What a non Italian reader needs to know is that it is common for Italian supermarkets to keep clients close by giving them little gifts, the economic value of which depends on how much they have spent in a given time. So, what’s different here? Some may ask. The more you buy, the better your chances of winning a job. And winning a job is after all ‘more useful’ than ‘winning a pot’ ! In addition, what a non Italian reader may not be aware of is that Sardinia is not only an exotic island in the heart of the Mediterranean Sea but is also an economically depressed area with unemployment rate of 45 per cent for 15–29 year olds.
So, whilst being bombarded by talent shows and TV programmes of all sorts showing us how to become successful, even how to get a ‘normal’ job , we are now presented with the opportunity to build our working lives through a lottery. As sociologists, we are inevitably left with a range of questions: what does it tell us that a selection process based on skills and experience is so blatantly annihilated? Is it the high rate of youth unemployment that explains the apparent devaluation of work as a centre of one’s identity? And does anyone care about the fact that a young person might want to go for a job which is in line with their personal aspirations, plans, even vocation, which might – or might not — include obtaining a supermarket job? And why should people’s achievements in securing work count for nothing in those cases when they not publicised, turned into an event, made into something extraordinary as for the winners of this lottery?

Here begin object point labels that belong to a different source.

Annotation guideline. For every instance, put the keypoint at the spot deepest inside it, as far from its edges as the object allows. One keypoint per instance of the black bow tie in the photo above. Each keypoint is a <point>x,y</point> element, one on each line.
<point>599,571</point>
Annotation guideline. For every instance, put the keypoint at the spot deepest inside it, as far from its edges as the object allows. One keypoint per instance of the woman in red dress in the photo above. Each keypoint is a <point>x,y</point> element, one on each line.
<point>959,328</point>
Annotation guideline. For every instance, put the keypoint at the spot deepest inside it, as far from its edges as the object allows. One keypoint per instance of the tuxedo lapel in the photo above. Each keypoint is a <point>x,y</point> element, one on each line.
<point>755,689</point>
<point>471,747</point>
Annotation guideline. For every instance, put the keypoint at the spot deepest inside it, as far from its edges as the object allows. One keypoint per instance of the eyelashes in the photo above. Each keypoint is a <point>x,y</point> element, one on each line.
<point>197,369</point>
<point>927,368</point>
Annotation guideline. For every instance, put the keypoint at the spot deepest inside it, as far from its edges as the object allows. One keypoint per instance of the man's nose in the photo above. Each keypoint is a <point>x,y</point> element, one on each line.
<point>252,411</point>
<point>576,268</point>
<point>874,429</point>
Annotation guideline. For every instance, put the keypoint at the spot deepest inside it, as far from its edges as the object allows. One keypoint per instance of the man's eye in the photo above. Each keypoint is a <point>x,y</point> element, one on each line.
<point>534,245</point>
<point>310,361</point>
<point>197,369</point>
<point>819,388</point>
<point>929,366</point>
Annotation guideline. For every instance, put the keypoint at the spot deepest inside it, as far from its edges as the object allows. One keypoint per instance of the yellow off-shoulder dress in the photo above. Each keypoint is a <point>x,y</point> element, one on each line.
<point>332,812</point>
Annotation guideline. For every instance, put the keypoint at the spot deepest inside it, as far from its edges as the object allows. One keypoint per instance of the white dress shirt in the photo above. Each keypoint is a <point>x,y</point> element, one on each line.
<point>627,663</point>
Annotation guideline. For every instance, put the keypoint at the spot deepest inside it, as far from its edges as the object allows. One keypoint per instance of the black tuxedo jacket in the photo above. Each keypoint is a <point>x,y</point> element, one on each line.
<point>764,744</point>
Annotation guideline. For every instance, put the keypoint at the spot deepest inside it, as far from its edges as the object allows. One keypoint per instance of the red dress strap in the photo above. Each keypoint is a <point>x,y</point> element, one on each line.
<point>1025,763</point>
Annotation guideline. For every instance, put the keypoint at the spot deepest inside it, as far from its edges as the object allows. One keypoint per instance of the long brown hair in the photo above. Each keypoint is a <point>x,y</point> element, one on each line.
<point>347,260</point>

In recent years, the title of Gallino’s (2007) book, ‘Il lavoro non è una merce’ (Work is not a commodity), has represented the work of Italian sociology well, in its engagement with normative debates about the dignity of work, and boundaries to commodification and flexibilization in order to ensure acceptable standards for working people. Despite this animated discussion, which has partly resonated with European scholarly debates and, even more interestingly, has gone along with painful transformations towards increasing flexibilization in the legal system in Italy, we have witnessed some surprising reactions to the ‘Win a job’ lottery.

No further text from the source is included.